What movies will this remind you of? : I can’t help but realize that Hawke and Philip Seymour Hoffman made a more compelling brotherly couple in Before the devil knows you’re dead. And McGregor’s work here is reminiscent of his thoughtful leading work in Beginners and Big fish.

Performance to watch: Hawke ultimately has a more serious charisma and, unlike McGregor, is not overwhelmed by the script’s more histrionic material.

Memorable dialogue: The script is full of little humdingers like this one-liner from Raymond: « Why can’t you let the silence speak for itself? »

Sex and skin: A fairly lukewarm scene of precoital groping.

Our opinion : Raise your glass to Garcia for doing adult dramas that are about something, and therefore for fighting the good fight. But the scripts he chooses or writes (he wrote this one) tend to be a little too… writing. And burdened with pseudo-deep artifices and attempts at literary flourishes. Its dramatic messes are too neatly arranged – for example, the crisp and clear assertion that the brothers are very different but very alike, that Ray’s personal restlessness and Raymond’s bland contentment result in the same unhappiness.

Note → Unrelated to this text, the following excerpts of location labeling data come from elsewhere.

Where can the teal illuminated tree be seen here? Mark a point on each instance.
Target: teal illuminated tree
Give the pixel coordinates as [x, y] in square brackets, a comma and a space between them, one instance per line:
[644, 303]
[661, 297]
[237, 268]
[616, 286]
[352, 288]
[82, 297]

Frankly, that’s a lot for a movie, especially when McGregor and Hawke inhabit the characters. But Garcia is piling up revelations about their father that are both small and huge — he was kind to people, he fought cancer without painkillers, he fathered children Ray and Raymond didn’t know. And there’s a doozy of an incredible ubermelodramatic moment at the movie’s emotional climax that inspires a big fat NAH; it’s not a fatal flaw, but it comes dangerously close. The way Garcia executes such drama feels hokey, tin-eared, and inauthentic.

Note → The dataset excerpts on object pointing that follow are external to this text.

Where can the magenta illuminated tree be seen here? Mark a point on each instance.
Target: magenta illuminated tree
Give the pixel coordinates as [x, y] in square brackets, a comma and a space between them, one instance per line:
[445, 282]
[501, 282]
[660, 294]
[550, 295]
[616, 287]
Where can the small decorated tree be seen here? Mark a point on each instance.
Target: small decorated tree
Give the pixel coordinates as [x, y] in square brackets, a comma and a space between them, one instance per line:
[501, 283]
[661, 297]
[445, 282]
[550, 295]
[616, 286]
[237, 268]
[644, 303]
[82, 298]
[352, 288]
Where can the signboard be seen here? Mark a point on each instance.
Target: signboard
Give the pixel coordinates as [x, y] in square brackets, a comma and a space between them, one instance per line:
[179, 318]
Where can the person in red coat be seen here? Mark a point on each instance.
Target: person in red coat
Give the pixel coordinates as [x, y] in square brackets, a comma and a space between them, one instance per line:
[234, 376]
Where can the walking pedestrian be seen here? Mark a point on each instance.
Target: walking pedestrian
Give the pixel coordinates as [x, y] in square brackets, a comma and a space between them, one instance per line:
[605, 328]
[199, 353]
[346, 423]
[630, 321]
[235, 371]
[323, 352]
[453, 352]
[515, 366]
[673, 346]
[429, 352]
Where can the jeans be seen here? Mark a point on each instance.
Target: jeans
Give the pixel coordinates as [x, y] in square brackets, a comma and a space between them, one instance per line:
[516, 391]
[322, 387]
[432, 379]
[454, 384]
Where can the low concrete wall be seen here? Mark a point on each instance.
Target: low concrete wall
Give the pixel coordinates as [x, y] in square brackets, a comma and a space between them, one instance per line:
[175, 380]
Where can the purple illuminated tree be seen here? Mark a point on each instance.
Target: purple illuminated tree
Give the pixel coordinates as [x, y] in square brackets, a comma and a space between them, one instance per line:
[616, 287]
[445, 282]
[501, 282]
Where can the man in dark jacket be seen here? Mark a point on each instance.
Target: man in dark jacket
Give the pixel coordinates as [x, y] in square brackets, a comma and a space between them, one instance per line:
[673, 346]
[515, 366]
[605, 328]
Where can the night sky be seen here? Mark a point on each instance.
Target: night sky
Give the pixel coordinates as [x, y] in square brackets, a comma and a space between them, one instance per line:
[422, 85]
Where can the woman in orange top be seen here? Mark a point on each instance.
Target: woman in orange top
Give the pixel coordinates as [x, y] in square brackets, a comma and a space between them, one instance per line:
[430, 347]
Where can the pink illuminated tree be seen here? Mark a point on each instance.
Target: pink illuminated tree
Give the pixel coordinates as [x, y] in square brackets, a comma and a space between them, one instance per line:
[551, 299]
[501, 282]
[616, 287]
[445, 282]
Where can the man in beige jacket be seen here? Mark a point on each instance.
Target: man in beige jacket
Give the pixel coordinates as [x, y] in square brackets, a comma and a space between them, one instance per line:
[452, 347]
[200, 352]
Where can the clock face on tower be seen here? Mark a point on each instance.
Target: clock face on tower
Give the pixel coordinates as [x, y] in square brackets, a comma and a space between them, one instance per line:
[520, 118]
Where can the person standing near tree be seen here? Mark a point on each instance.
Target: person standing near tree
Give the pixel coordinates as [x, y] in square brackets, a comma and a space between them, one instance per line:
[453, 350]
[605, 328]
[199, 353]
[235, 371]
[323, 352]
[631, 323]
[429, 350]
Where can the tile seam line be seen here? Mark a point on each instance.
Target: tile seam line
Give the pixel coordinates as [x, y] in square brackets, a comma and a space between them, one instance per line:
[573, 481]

What Raymond and Ray does good is notable, however. Sophie Okonedo casts herself as Harris’ nurse, and her contradictory and empathetic exchanges with Hawke are a highlight. Vondie Curtis-Hall arrives late as Harris’ pastor, a more thoughtful and nuanced wildcard than Garcia plays. (You’ll yearn for more screen time from Okonedo and Curtis-Hall.) And the grassroots dynamic between Hawke and McGregor keeps this business afloat. They elevate the material just enough to make it, yes, pleasantly watchable.

Our call: Low praise for Raymond and Ray, but there’s far worse to do than watch Hawke and McGregor navigate Garcia’s psychological road trip. SPREAD IT, but don’t expect too much.